Surely this bond of common fate, surely this bond of common goals can begin to teach us something. Surely we can learn, at the least, to look around at those of us, of our fellow man [and woman], and surely we can begin to work a little harder to bind up the wounds among us and to become in our hearts brothers and [sisters] countrymen once again.” (emphasis added).

Senator Kennedy’s profound and powerful words still resonate today.

5. Conclusion

We may never return to the “normal” we knew before even hearing of Covid-19. But that may not be necessarily bad. These are days of unprecedented challenge. They may also be days of unprecedented change. The future has not yet been written.

St. Ignatius believed that every experience, good and bad, has the potential to motivate within us a deeper response to God and to one another. During these most challenging times, let us focus on helping transform our incredible nation into a community that is less destructive, more peaceful, and more inclusive. Choosing to do so is precisely the essence of our faith and of our Society. Fr. Matt Malone, S.J. recently observed, “This is our faith. . . . It is the faith of an Easter people; a people who recognize that Good Friday contains the seeds that bloom on Easter Sunday.”

Clearly, some see ominous darkness, uncertainty, and fear during these unsettling days.  Let us feel the spirit of optimism that, as we draw closer to Christ through loving service to others, it will no longer be us who loves, but Christ who loves through us.
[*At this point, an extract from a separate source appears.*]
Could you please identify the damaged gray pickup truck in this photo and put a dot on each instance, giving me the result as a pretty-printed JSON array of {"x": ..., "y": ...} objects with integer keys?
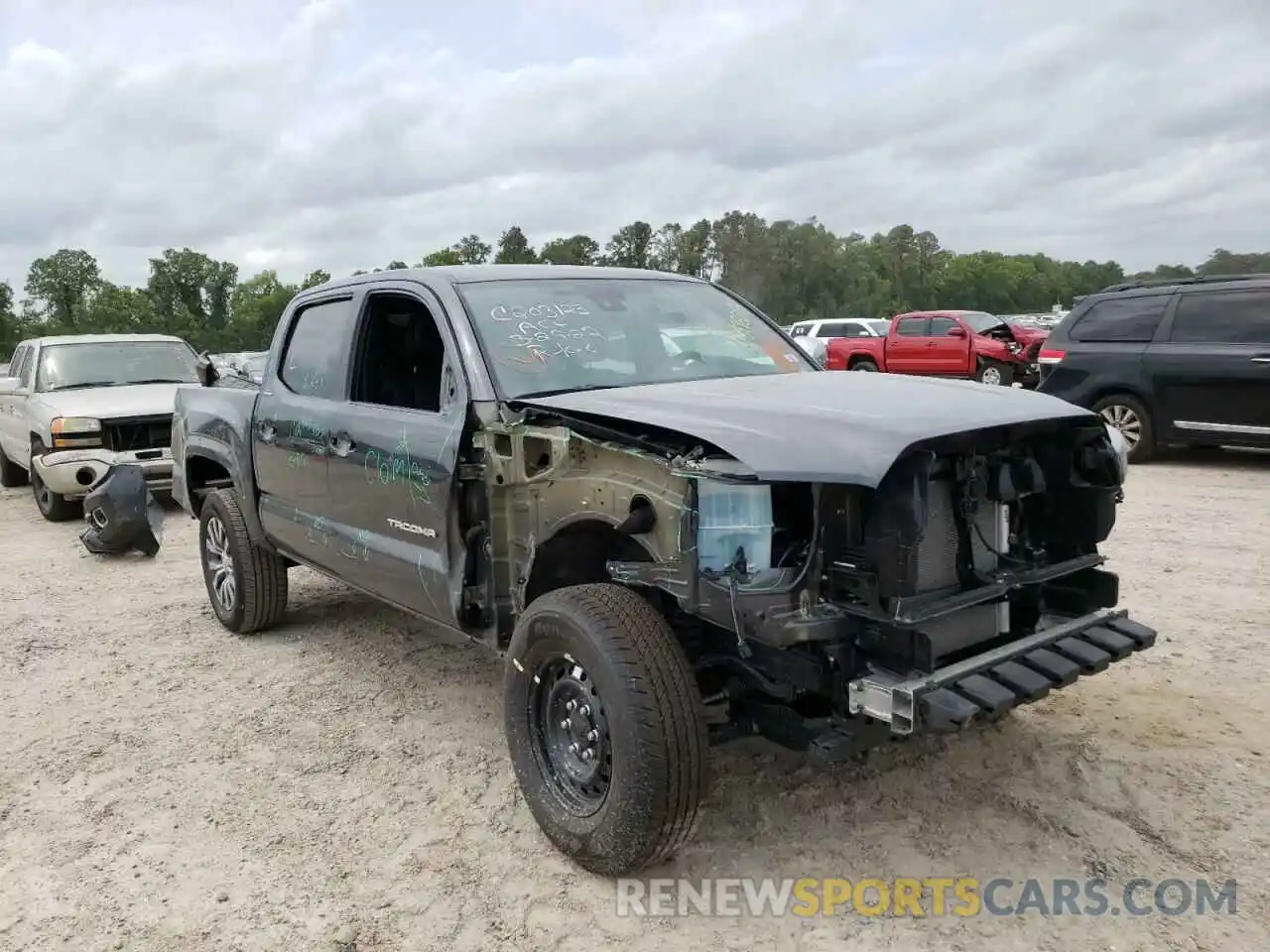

Let us also see the possible and work together toward “what can be.” Perhaps at its most basic, let us commit to helping each other to broaden our definition of “community” and thereby become in our hearts “brother, sisters, and countrymen once again.”

As all who have eyes can see, something is dying. But perhaps something is being born as well.  Valarie Kaur, an attorney and filmmaker, recently put it this way, “what if the darkness we see around us is not that of a tomb, but of a womb?” Our noble struggle continues.

In the true spirit of community and the “self-evident propositions” upon which our richly diverse nation is founded, I extend you, your families, and all those you love a healthy and Happy Fourth of July! Stay safe. Please continue to practice both social distancing and emotional closeness. God bless.

In Blessed Frederic Ozanam’s name,

Dan

1 Comment
  • Thank you, Dan, for your insightful and thought-provoking column. You have provided us with encouragement and a challenge to step-up and treat others in a Christ-like manner.

    May you and yours know God’s Blessing and have a safe 4th of July!